Foi realizada uma audiência pública na Assembleia Legislativa do Paraná (Alep), na última terça-feira (11), a Comissão de Orçamento reuniu parlamentares, o Executivo estadual e membros da sociedade civil organizada para debater o Projeto de Lei Orçamentária Anual (PLOA) 2026, que define o orçamento do estado. O objetivo central é garantir a participação popular e compreender em detalhes a proposta orçamentária do Governo, que prevê uma receita líquida recorde de R$ 81,6 bilhões.
A participação popular na definição dos gastos estaduais é crucial, conforme destacou o deputado estadual Luiz Claudio Romanelli (PSD), presidente da Comissão de Orçamento e organizador do debate. Ele ressaltou que a experiência do orçamento participativo é um “enorme diferencial” para transformar a transparência na aplicação dos recursos públicos. Romanelli lembrou ainda que mais de 3,8 mil sugestões populares influenciaram o projeto da Lei Orçamentária Anual (LOA) de 2025.

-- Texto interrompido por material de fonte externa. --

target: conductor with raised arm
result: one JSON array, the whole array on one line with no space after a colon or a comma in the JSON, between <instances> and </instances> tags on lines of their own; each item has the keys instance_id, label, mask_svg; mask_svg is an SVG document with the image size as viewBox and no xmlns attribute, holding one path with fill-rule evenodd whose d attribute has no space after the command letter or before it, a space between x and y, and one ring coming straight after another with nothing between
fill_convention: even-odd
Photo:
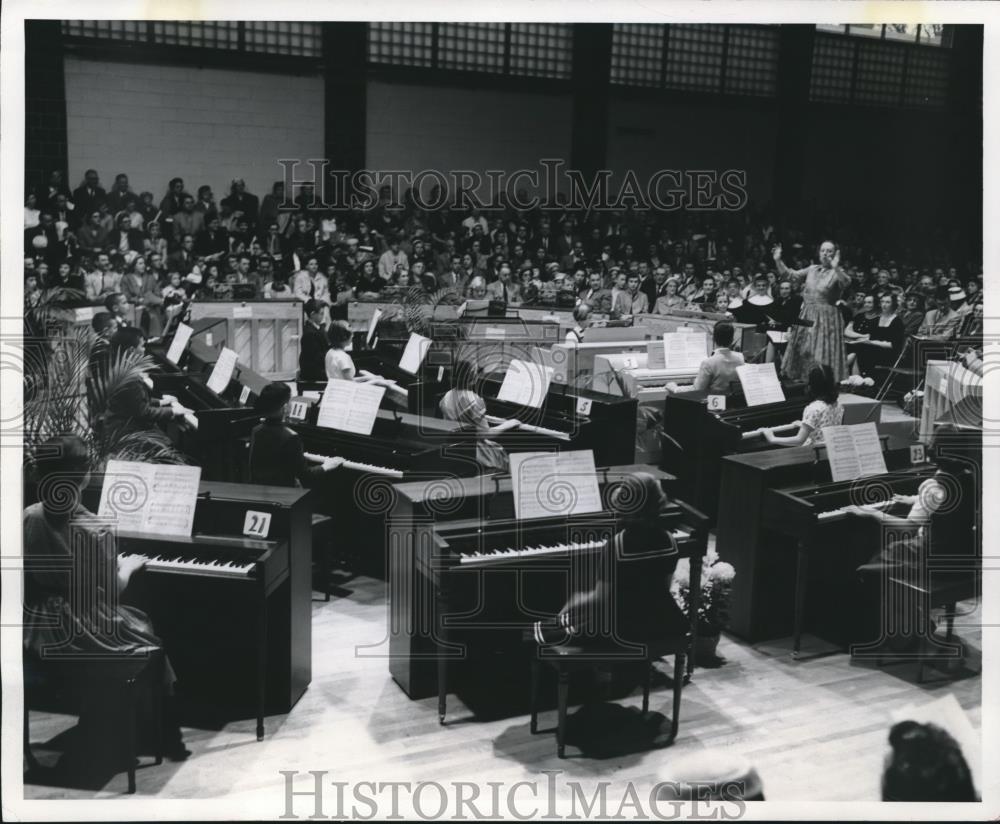
<instances>
[{"instance_id":1,"label":"conductor with raised arm","mask_svg":"<svg viewBox=\"0 0 1000 824\"><path fill-rule=\"evenodd\" d=\"M847 377L847 353L844 349L844 326L837 301L851 278L840 268L840 250L826 240L819 247L819 263L805 269L789 269L781 260L781 246L773 250L778 275L802 284L802 309L799 318L812 326L793 326L788 331L788 348L781 363L785 377L801 381L817 363L829 364L833 377Z\"/></svg>"}]
</instances>

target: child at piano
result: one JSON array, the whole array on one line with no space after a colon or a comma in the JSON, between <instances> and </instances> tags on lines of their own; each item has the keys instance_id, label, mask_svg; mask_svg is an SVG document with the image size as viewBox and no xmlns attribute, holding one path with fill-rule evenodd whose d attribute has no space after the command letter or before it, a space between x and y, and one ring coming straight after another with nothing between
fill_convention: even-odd
<instances>
[{"instance_id":1,"label":"child at piano","mask_svg":"<svg viewBox=\"0 0 1000 824\"><path fill-rule=\"evenodd\" d=\"M555 619L534 625L536 643L632 645L688 632L690 623L670 595L678 550L660 523L669 501L659 481L648 472L626 476L610 504L620 527L597 565L597 580L575 592Z\"/></svg>"},{"instance_id":2,"label":"child at piano","mask_svg":"<svg viewBox=\"0 0 1000 824\"><path fill-rule=\"evenodd\" d=\"M121 600L145 559L120 557L107 522L82 505L90 452L81 438L58 435L39 444L32 470L39 501L23 515L24 652L31 666L67 667L65 683L81 699L81 735L78 749L67 752L60 767L67 777L99 776L109 755L112 702L122 698L108 693L108 676L124 681L142 672L151 654L163 653L146 614ZM59 558L65 564L52 563ZM164 755L183 761L191 753L170 698L175 681L165 659ZM88 744L93 751L79 749Z\"/></svg>"},{"instance_id":3,"label":"child at piano","mask_svg":"<svg viewBox=\"0 0 1000 824\"><path fill-rule=\"evenodd\" d=\"M566 333L566 344L569 346L576 346L579 343L583 343L584 329L583 324L587 322L587 318L590 317L590 304L589 303L578 303L573 307L573 323L574 326Z\"/></svg>"},{"instance_id":4,"label":"child at piano","mask_svg":"<svg viewBox=\"0 0 1000 824\"><path fill-rule=\"evenodd\" d=\"M729 385L739 379L736 370L744 363L743 355L730 349L735 336L736 331L731 323L724 320L716 323L712 329L715 351L701 362L694 383L691 386L678 386L671 381L667 384L667 388L675 394L678 392L728 394Z\"/></svg>"},{"instance_id":5,"label":"child at piano","mask_svg":"<svg viewBox=\"0 0 1000 824\"><path fill-rule=\"evenodd\" d=\"M264 486L313 486L324 473L343 464L343 458L328 458L310 464L303 454L302 438L285 426L292 390L288 384L267 384L254 404L263 421L250 433L250 483Z\"/></svg>"},{"instance_id":6,"label":"child at piano","mask_svg":"<svg viewBox=\"0 0 1000 824\"><path fill-rule=\"evenodd\" d=\"M449 389L441 398L438 407L446 420L462 424L462 429L472 434L475 441L475 460L482 472L510 470L507 451L488 436L515 429L520 425L520 421L505 420L491 426L486 418L486 402L471 389Z\"/></svg>"},{"instance_id":7,"label":"child at piano","mask_svg":"<svg viewBox=\"0 0 1000 824\"><path fill-rule=\"evenodd\" d=\"M324 360L327 380L357 381L358 383L371 383L375 386L385 387L396 385L380 375L357 374L357 370L354 367L354 359L349 354L352 348L351 338L353 337L353 333L346 321L331 321L329 328L326 330L326 337L330 343L330 348L326 351Z\"/></svg>"},{"instance_id":8,"label":"child at piano","mask_svg":"<svg viewBox=\"0 0 1000 824\"><path fill-rule=\"evenodd\" d=\"M769 444L774 446L811 446L823 442L824 426L840 426L844 420L844 407L837 400L840 387L827 364L816 364L809 370L806 397L809 403L802 411L802 420L790 426L798 427L794 435L775 435L776 428L761 430Z\"/></svg>"}]
</instances>

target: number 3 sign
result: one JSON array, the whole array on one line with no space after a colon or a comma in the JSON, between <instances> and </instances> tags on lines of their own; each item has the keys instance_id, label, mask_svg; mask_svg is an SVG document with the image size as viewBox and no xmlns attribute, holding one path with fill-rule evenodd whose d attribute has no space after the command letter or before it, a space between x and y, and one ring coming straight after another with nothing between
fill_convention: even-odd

Orçamento recorde e repasse da Alep para o Paraná
O presidente da Alep, deputado Alexandre Curi (PSD), enfatizou a contribuição do Legislativo para o orçamento recorde do estado em 2026. A Casa de Leis devolveu R$ 620 milhões de recursos próprios para fortalecer o caixa do Executivo. Segundo Curi, o Governo do Estado tem o compromisso de aplicar 100% desses recursos nos municípios paranaenses.
O secretário de Estado da Fazenda (Sefa), Norberto Ortigara, apresentou o panorama geral da PLOA 2026. O projeto estima a receita e fixa a despesa do orçamento estadual, com uma receita líquida de R$ 81,6 bilhões, representando um aumento de 4% em comparação com o ano anterior.
-
Educação: Previsão de quase R$ 19 bilhões.
-
Saúde: Previsão de R$ 10 bilhões.
Estes montantes superam os percentuais mínimos de 25% e 15% estabelecidos na Constituição Federal, respectivamente. Ortigara também citou a previsão de R$ 7,4 bilhões em investimentos pelo Executivo e R$ 2,4 bilhões pelas empresas estaduais.
Desafios fiscais e a eficiência dos gastos
Um dos desafios fiscais citados pelo secretário é a queda na arrecadação do ICMS, uma situação enfrentada por 15 estados. Suzane Aparecida Gambetta, diretora da Receita Estadual, detalhou que a arrecadação do tributo no Paraná reduziu cerca de 2% entre janeiro e outubro. Em contrapartida, a arrecadação do IPVA cresceu 2,5% no mesmo período.
Marcos Tadeu Cavalcante Silva, diretor de Orçamento da Sefa, destacou a busca por maior eficiência nos gastos. Ele apontou a redução do volume de restos a pagar e medidas como o agrupamento de atos orçamentários, que diminuiu a média mensal de atos de 191 em 2024 para 103 em 2025.
As despesas correntes somam R$ 68,5 bilhões, cobrindo custos operacionais como salários de servidores. Já as despesas de capital estão previstas em R$ 8,8 bilhões, destinadas a investimentos em infraestrutura e aquisição de ativos.
Demandas da sociedade civil por mais recursos
A audiência pública também abriu espaço para questionamentos e demandas.
-
Povos Originários e Quilombolas: Roland Rutyna, da Sudis, solicitou recursos para a regularização de comunidades quilombolas e demandas dos povos originários.
-
Servidores e Educação: Walkiria Olegário Mazeto (APP-Sindicato/FES) questionou a falta de reposição salarial e a defasagem na remuneração de aposentados. O deputado Professor Lemos (PT) reforçou a reivindicação, pedindo a revisão das carreiras e reserva de um terço da carga horária do magistério para atividades extraclasse.
-
Segurança Pública: Anelyze Sant Ana, da Comissão de Aprovados no Concurso de Perito Criminal, pediu dotação na LOA para fortalecer a Polícia Científica, que tem 476 cargos vagos. Ortigara informou que a LOA prevê 302 peritos adicionais entre os 12.883 servidores previstos para contratação.
-
Saúde: Giordano Pedro de Oliveira (Sindsaúde) alertou para a queda de recursos no Fundo Estadual da Saúde (Funsaúde). A Sefa confirmou a previsão de contratação de 625 profissionais da Saúde, além de um aumento de repasses na ordem de R$ 200 milhões.